Through his lawyer, Mr. Kalu Kalu Agu, the former senator filed the motion on notice for joinder to persuade the judge to allow him to join those who instituted the case against the opposition party.

Trouble, however, erupted when the former legislators against the ADC stood their ground in rejecting Ikisikpo’s proposal to team up with them in the suit.

Through their lead counsel, Mr. Yakubu Abdullahi Ruba, a Senior Advocate of Nigeria (SAN), the former legislators who instituted the suit seeking an order of court to compel the Independent National Electoral Commission (INEC) to deregister the ADC opposed Ikisikpo’s application on the grounds that he was not a member of their association.

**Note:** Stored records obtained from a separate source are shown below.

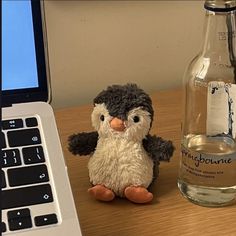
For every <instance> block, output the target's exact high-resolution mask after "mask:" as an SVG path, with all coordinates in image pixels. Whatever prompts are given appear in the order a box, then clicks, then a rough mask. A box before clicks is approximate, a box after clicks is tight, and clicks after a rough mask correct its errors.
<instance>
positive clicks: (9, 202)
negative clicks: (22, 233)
mask: <svg viewBox="0 0 236 236" xmlns="http://www.w3.org/2000/svg"><path fill="white" fill-rule="evenodd" d="M0 141H1V146H2V153H1V155H2V156H1V167H2V170H1V180H2V181H1V187H2V194H1V197H2V199H1V207H2V210H4V212H5V214H4V217H3V222H1V232H11V231H14V232H16V230H23V229H31V228H37V227H42V226H46V225H52V224H57V223H58V216H57V214H56V209H55V207H53V206H51V207H49V208H48V209H50V212H48V210H45V214H42V210H40V211H39V213H37V210H36V208H34V209H33V206H36V205H39V204H40V206H42V204H43V205H44V206H45V204H50V203H53V202H54V198H53V191H52V187H51V181H50V177H49V173H48V165H47V160H46V157H45V153H44V147H43V144H42V140H41V131H40V130H39V126H38V120H37V118H36V117H27V118H24V119H18V118H17V119H11V120H4V121H2V131H1V133H0ZM45 209H47V208H45ZM51 209H52V210H51ZM53 209H55V210H53Z"/></svg>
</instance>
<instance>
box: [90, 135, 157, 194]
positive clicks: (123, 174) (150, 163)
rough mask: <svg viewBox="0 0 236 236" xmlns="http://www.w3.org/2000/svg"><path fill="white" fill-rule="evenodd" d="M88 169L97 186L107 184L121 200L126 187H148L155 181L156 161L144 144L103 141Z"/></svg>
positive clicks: (123, 139) (92, 179)
mask: <svg viewBox="0 0 236 236" xmlns="http://www.w3.org/2000/svg"><path fill="white" fill-rule="evenodd" d="M88 168H89V177H90V181H91V182H92V184H93V185H98V184H101V185H104V186H105V187H106V188H108V189H111V190H112V191H113V192H114V193H115V194H116V195H118V196H121V197H122V196H123V195H124V189H125V188H126V187H128V186H142V187H145V188H147V187H148V186H149V185H150V183H151V182H152V178H153V160H152V159H151V158H150V157H149V156H148V155H147V154H146V152H145V150H144V149H143V147H142V144H141V143H140V142H139V143H137V142H132V141H130V140H126V139H120V138H118V137H115V138H104V139H99V141H98V144H97V148H96V151H95V153H94V154H93V156H92V157H91V158H90V160H89V164H88Z"/></svg>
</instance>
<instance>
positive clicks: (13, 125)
mask: <svg viewBox="0 0 236 236" xmlns="http://www.w3.org/2000/svg"><path fill="white" fill-rule="evenodd" d="M19 128H23V120H22V119H13V120H4V121H2V129H3V130H6V129H19Z"/></svg>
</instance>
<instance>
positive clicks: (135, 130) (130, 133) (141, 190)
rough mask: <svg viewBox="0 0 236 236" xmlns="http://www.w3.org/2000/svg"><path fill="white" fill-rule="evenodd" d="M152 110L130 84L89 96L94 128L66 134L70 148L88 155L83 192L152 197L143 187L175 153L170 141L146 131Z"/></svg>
mask: <svg viewBox="0 0 236 236" xmlns="http://www.w3.org/2000/svg"><path fill="white" fill-rule="evenodd" d="M153 114H154V111H153V108H152V101H151V99H150V97H149V96H148V95H147V94H146V93H145V92H144V91H143V90H142V89H140V88H138V87H137V85H135V84H127V85H124V86H122V85H113V86H110V87H108V88H107V89H106V90H104V91H102V92H101V93H100V94H98V96H97V97H96V98H95V99H94V109H93V112H92V116H91V118H92V125H93V127H94V128H95V130H96V131H94V132H87V133H78V134H73V135H71V136H70V137H69V151H70V152H72V153H73V154H75V155H77V154H78V155H91V157H90V159H89V162H88V169H89V178H90V181H91V184H92V187H91V188H89V189H88V192H89V194H90V195H92V196H93V197H94V198H95V199H97V200H101V201H111V200H113V199H114V198H115V196H119V197H125V198H127V199H129V200H130V201H132V202H134V203H148V202H151V201H152V199H153V194H152V193H151V192H149V190H148V187H149V185H150V184H151V183H152V181H153V180H154V177H155V176H156V175H157V172H158V165H159V162H160V161H169V159H170V157H171V156H172V154H173V151H174V147H173V145H172V142H171V141H165V140H163V139H162V138H161V137H157V136H155V135H154V136H152V135H150V134H149V131H150V128H151V125H152V121H153Z"/></svg>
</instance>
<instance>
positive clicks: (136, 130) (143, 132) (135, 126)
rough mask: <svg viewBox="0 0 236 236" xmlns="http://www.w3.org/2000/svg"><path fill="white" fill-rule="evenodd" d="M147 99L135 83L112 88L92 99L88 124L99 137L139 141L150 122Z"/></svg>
mask: <svg viewBox="0 0 236 236" xmlns="http://www.w3.org/2000/svg"><path fill="white" fill-rule="evenodd" d="M153 114H154V111H153V108H152V101H151V99H150V97H149V96H148V95H147V94H146V93H145V92H144V91H143V90H142V89H140V88H138V87H137V85H135V84H127V85H113V86H109V87H108V88H107V89H106V90H103V91H102V92H101V93H99V94H98V96H97V97H96V98H95V99H94V109H93V112H92V125H93V127H94V128H95V129H96V130H97V132H98V134H99V137H114V136H116V137H122V138H126V139H130V140H140V141H141V140H142V139H143V138H145V136H146V135H147V134H148V133H149V130H150V128H151V125H152V120H153Z"/></svg>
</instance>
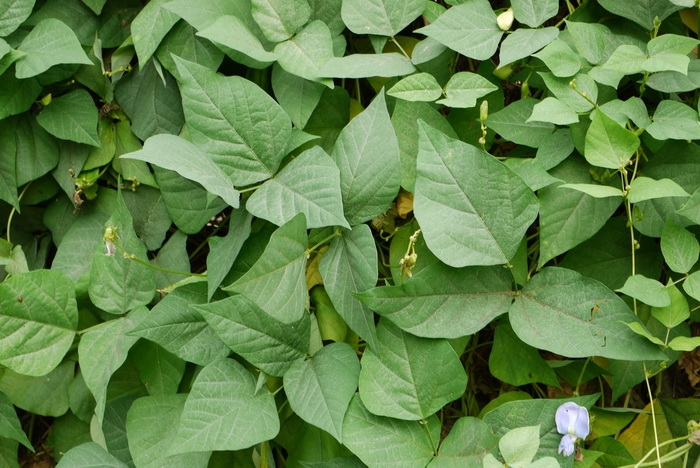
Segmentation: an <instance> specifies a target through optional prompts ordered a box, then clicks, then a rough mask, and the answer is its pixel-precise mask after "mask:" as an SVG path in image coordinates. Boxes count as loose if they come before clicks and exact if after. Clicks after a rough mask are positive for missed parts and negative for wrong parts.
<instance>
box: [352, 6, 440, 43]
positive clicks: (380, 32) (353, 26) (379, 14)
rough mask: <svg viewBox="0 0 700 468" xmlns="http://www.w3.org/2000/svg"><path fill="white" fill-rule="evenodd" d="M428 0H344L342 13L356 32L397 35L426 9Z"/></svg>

They also maintained that his attempt to join the suit was suspicious and unnecessary.

In the proceedings that followed, Justice Lifu ordered Ikisikpo’s lawyer to provide evidence of his client’s membership of the plaintiff association, which he could not do.

The claim that Ikisikpo was a former legislator was rejected by the judge on the grounds that being a former lawmaker was not an automatic qualification for membership of the plaintiff association.

At that point, Kalu Agu indicated that he had taken the hint from the judge and promptly withdrew the application for joinder.

Justice Peter Lifu subsequently struck out the application.

Other political parties sought to be deregistered alongside the African Democratic Congress (ADC) include the Accord Party, Zenith Labour Party (ZLP), and Action Alliance (AA), over allegations that they breached Section 225 of the 1999 Constitution of the Federal Republic of Nigeria.

The forum of former legislators in the suit is contending that INEC is constitutionally bound to deregister parties that fail to meet minimum electoral performance thresholds, including securing at least 25 per cent of votes cast in one state in a presidential election or winning seats at any level of government.

The forum is seeking declaratory orders compelling INEC to enforce constitutional thresholds, as well as mandatory and perpetual injunctions restraining the electoral body from recognising or giving effect to the political activities of the affected parties pending full compliance.

The forum argued that allowing such parties to participate in the 2027 general elections would clog ballot papers, waste public resources, and undermine electoral integrity.